Next him stood the hermit, solid and still, but with
a queer spreading pallor under his tan. In front
of them Sherwen was crouched, scowlingly alert.
The expression of Mr. Brewster and Carroll, neither
of whom understood Spanish, betokened watchful puzzlement.
Enlightenment burst upon them the
next minute. From the motley crowd below rose
a snarl of laughter and savage jeering, the object
of which was unmistakable.
“By G—d!” cried
Mr. Brewster, straightening up and grasping the railing.

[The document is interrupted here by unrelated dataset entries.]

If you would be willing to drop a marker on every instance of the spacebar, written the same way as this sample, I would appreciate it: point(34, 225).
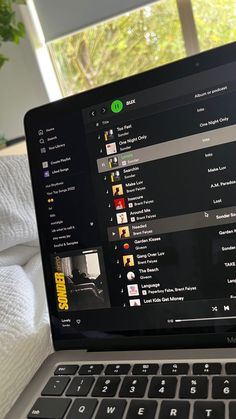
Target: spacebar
point(49, 408)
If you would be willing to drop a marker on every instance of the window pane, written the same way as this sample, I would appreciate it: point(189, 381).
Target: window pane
point(216, 22)
point(128, 44)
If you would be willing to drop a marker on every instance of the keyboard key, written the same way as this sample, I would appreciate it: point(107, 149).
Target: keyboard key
point(224, 388)
point(49, 408)
point(207, 369)
point(212, 410)
point(117, 369)
point(163, 387)
point(230, 368)
point(193, 388)
point(175, 369)
point(232, 410)
point(82, 409)
point(133, 387)
point(91, 369)
point(106, 386)
point(80, 386)
point(111, 409)
point(144, 409)
point(55, 386)
point(66, 370)
point(176, 410)
point(145, 369)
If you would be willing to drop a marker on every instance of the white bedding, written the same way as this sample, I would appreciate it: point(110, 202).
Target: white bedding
point(24, 325)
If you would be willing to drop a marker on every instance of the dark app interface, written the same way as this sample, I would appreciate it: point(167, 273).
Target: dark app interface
point(142, 209)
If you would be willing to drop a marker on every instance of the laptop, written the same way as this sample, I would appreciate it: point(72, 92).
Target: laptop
point(135, 194)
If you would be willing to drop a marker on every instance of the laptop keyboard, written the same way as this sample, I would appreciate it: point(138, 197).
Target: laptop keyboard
point(139, 391)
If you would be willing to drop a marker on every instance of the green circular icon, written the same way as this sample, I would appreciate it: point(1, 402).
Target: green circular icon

“They’re insulting the flag!”
“I’ve left my pistol!”
muttered Carroll, white-lipped. “I’ve
left my pistol!”
Polly Brewster’s hand flew to her belt.
She drew out the automatic and held
it toward the Southerner. But it was not Carroll’s
hand that met hers; it was the Unspeakable Perk’s.
“No,” said he, and he
flung the weapon back of him into the patio.

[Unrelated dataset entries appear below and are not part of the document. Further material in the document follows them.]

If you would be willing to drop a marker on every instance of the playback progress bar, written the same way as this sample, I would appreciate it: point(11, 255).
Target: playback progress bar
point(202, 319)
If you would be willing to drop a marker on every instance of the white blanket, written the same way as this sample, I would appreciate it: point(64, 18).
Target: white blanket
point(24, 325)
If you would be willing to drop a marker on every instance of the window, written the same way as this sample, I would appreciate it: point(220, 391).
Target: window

“Oh! Oh!” cried the girl. “You
unspeakable coward!”
Carroll jumped forward, but Sherwen
was equally quick. He interposed his slight frame.
“Perkins is right,” he
said decisively. “No shooting. It would
be worth the life of every one here. We’ve
got to stand it. But somebody is going to sweat
blood for this day’s work!”
The instinct of discipline, characteristic
of the professional athlete, brought Cluff to his
support.
“What Mr. Sherwen says, goes,”
he said, almost choking on the words. “We’ve
got to stand it.”
In the breast of Miss Polly Brewster
was no response to this spirit. She was lawless
with the lawlessness of unconquered youth and beauty.
“Oh!” she breathed “If
I had my pistol back, I’d shoot that BEAST myself!”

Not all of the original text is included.